Yoshinori Kobayashi : l’avocat du révisionnisme
Le révisionnisme a pris une dimension notable dans le manga avec Yoshinori Kobayashi et son Manifeste pour un nouvel orgueillisme, publié à partir de 1995 dans le bimensuel Sapio. Kobayashi, connu pour ses critiques incisives des pouvoirs publics, a développé dans Sensôron (De la guerre, 1998) une théorie controversée présentant l’expansionnisme japonais comme une guerre de libération des peuples asiatiques contre l’impérialisme occidental. Il minimise, voire nie, des événements tels que le massacre de Nankin, prétendant qu’ils auraient été falsifiés par les vainqueurs pour équilibrer les atrocités d’Hiroshima et Nagasaki.

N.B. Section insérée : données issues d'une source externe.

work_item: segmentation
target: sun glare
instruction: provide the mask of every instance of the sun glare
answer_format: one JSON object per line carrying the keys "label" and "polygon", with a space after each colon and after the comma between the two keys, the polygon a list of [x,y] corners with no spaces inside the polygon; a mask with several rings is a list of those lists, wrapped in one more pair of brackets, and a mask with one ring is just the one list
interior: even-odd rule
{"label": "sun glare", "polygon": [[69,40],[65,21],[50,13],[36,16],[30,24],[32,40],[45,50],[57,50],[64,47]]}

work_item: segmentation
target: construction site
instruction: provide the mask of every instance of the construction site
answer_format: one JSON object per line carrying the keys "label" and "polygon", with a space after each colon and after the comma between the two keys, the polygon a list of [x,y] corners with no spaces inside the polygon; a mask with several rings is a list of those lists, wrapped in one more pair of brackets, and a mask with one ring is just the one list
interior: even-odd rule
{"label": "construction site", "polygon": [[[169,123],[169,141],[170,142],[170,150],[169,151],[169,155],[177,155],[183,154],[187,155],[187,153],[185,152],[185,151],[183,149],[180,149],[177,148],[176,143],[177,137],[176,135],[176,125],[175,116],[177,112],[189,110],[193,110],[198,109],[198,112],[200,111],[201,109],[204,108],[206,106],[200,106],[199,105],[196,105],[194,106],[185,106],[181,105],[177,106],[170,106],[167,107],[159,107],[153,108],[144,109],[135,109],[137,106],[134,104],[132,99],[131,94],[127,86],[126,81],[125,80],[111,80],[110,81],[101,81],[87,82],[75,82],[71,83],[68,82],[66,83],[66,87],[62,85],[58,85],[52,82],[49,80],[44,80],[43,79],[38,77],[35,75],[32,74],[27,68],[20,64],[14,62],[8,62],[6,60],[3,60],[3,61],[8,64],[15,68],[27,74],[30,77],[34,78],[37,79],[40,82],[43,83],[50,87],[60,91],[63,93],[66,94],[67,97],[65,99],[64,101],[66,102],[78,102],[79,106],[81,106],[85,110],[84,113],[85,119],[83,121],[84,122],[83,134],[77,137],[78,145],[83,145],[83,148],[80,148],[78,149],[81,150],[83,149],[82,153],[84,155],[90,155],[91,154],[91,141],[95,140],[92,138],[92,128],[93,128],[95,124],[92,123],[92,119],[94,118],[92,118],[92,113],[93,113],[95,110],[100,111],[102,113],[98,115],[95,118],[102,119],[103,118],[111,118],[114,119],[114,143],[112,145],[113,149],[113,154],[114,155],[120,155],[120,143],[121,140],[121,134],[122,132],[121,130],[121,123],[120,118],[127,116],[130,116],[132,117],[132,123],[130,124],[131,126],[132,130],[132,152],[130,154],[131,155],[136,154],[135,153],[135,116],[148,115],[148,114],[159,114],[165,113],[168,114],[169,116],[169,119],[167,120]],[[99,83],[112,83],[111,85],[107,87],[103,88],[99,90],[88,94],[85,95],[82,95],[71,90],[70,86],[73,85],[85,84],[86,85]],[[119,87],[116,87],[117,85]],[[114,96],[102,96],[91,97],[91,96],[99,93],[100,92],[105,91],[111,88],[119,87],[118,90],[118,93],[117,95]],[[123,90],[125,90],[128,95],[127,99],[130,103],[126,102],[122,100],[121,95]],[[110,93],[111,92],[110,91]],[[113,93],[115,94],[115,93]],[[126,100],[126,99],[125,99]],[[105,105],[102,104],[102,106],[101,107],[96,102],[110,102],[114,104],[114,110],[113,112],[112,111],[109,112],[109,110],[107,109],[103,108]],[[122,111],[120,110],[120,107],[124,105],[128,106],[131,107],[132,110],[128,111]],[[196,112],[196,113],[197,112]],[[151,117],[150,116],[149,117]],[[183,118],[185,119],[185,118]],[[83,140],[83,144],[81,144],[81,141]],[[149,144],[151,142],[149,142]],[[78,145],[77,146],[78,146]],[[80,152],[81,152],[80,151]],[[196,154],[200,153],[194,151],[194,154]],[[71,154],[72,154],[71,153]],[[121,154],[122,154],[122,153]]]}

Kobayashi réhabilite également les Tokkotai (forces spéciales d’attaque suicides), rejetant l’idée qu’ils étaient forcés ou drogués. Il soutient qu’ils étaient des héros volontaires, citant des lettres émouvantes pour étayer son propos. Cette vision, bien que largement critiquée, a trouvé un écho chez une partie de la population, fragilisée par la crise économique et en quête de repères traditionnels.
Le pouvoir de censure des révisionnistes
Le succès de Sensôron, avec plus de 500.000 exemplaires vendus en cinq ans, témoigne de l’impact du discours révisionniste. Cependant, les controverses ne manquent pas. En 2004, la maison d’édition Shueisha a suspendu la publication de Kuni ga Moeru (Le pays qui brûle) de Motomiya Hiroshi après des protestations concernant une représentation du massacre de Nankin. Bien que les faits aient été corrigés, l’incident montre l’influence des révisionnistes, capables de faire pression sur les éditeurs.
Conclusion
Le rôle du manga dans la diffusion des discours sur la Seconde Guerre mondiale reflète les tensions profondes de la société japonaise face à son passé. Entre antimilitarisme et révisionnisme, ces œuvres incarnent des visions contrastées qui continuent d’alimenter les débats sur la mémoire historique. Si des auteurs comme Keiji Nakazawa ou Shigeru Mizuki plaident pour une réflexion critique sur les horreurs de la guerre, d’autres, tels que Yoshinori Kobayashi, cherchent à réhabiliter un passé glorifié, alimentant une polarisation de l’opinion publique.